Thanks all for answers!
So, basically, UV light should be avoided for silver gelatin printing. In that case, my UV exposure box is useless
Or, half useless — I can make another top side of the box where my UV lights are attached, and attach the light more suitable for silver gelatin, so I can interchange them depending of if I'm printing silver or pt/pl.
I assume this would affect the look of the print, depending of which filter color I use.
Sorry for the confusion, I'd use silver gelatin chemistry and paper. I even have some Ilford Multigrade warmtone fiber and RC paper around the house that I never used. I have a room that is completely dark during the night, but it's a living space, not a permanent darkroom, so I can set it up temporarily during the night, and disassemble it after I finish the work. That's the reason I don't want to buy an enlarger, because it's usually bulky, and not the thing that you move around all the time.
Do you make your pt/pl curves using QTR? And then use those transparencies for silver gelatin printing?
My UV is in the box, so I don't see it direct, pretty much never.
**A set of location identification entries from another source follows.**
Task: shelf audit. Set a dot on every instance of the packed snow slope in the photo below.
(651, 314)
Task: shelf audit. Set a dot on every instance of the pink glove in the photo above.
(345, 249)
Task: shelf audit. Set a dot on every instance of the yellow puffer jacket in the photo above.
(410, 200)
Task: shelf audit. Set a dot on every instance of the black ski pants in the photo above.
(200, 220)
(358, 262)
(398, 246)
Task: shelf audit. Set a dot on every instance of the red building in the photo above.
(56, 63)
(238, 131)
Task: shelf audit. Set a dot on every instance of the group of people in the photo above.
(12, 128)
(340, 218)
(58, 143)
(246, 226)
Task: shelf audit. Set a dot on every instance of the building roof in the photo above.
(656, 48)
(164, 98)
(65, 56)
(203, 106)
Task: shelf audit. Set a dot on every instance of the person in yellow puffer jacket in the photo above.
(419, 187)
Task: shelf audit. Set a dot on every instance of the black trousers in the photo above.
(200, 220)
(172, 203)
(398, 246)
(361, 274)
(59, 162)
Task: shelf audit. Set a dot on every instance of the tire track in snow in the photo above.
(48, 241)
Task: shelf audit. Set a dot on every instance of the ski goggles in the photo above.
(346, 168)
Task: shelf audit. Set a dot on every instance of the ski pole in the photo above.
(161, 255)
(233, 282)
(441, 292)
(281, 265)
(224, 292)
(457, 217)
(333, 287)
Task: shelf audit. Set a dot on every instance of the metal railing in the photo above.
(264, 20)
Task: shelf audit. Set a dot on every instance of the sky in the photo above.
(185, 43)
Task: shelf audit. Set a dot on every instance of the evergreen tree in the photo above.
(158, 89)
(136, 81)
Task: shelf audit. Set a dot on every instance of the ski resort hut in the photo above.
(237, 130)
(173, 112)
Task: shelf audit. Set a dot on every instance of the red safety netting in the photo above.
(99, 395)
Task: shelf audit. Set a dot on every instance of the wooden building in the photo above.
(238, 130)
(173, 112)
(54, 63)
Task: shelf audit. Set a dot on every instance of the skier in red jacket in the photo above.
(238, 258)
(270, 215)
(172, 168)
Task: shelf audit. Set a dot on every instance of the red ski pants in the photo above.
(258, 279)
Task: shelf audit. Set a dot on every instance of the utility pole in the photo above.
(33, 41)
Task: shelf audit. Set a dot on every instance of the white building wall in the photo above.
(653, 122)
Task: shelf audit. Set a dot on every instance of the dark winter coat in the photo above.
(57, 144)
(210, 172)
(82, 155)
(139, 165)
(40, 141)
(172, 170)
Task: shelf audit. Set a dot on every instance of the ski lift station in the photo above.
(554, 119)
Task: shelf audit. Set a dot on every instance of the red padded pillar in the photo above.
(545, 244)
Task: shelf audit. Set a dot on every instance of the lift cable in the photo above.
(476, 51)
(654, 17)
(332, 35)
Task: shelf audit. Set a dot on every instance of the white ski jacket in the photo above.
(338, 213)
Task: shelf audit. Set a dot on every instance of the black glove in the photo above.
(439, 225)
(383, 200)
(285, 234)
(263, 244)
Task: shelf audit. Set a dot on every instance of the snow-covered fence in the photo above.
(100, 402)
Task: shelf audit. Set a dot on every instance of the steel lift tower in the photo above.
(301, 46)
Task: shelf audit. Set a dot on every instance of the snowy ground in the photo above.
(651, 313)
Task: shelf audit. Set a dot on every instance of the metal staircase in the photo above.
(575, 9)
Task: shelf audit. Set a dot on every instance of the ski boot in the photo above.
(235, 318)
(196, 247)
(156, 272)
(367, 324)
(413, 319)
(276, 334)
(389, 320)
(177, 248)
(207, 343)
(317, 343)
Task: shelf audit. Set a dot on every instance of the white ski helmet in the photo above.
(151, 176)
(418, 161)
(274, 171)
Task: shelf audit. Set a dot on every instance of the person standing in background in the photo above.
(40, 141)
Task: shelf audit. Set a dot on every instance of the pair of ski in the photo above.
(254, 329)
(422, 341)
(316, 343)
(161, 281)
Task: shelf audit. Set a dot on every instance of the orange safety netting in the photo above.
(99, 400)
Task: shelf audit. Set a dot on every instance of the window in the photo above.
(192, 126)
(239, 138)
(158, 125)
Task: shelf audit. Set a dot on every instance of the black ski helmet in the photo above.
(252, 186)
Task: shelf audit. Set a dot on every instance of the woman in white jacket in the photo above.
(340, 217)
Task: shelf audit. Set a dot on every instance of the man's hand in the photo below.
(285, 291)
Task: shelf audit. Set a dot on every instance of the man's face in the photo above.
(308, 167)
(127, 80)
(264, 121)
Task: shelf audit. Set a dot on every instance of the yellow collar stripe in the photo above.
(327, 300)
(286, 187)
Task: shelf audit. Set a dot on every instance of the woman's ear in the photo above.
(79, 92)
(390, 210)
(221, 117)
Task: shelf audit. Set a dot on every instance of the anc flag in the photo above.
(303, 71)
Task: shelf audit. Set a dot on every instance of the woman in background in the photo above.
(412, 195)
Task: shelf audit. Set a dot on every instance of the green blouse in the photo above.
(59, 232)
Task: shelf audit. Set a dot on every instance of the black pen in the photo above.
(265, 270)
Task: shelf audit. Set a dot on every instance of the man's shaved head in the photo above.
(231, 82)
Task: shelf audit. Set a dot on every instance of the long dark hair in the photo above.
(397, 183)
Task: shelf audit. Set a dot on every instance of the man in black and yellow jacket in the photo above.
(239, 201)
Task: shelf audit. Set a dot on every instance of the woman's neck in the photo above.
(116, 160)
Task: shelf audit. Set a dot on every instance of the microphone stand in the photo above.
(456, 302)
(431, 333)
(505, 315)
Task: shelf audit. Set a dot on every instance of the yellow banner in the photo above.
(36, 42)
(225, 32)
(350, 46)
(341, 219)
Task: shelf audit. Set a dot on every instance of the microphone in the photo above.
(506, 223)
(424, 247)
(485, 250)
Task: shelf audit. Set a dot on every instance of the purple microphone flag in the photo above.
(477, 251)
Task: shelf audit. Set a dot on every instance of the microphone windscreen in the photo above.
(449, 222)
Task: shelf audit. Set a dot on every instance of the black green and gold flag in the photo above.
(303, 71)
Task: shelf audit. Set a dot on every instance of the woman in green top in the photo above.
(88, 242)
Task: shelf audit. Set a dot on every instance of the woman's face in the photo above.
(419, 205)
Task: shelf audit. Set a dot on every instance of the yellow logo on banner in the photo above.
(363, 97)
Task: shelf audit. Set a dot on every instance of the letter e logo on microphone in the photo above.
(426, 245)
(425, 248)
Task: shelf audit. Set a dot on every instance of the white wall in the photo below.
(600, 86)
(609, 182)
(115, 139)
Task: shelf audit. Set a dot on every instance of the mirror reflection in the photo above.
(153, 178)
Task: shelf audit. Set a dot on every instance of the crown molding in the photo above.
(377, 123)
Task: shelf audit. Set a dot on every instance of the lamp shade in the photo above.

As an absolute beginner, I'd try avoiding coating my paper at this stage. I'd rather use anything that's already available on the market. As I said, I have some Ilford Multigrade papers, but I can buy anything that would work. In my case I have contrasty XRAY negatives and I'm always fighting to get lower contrast
I have very similar unit, also built by Tim Layton's design. But I have UV lights instead. I'm curious, does that light you have there spreads evenly on the paper? How large you can print? I have 16x20 contact frame, but in order to print that big, I don't think one bulb in the middle will cover the whole paper. So far, I printed only pt/pd in 11x14 size.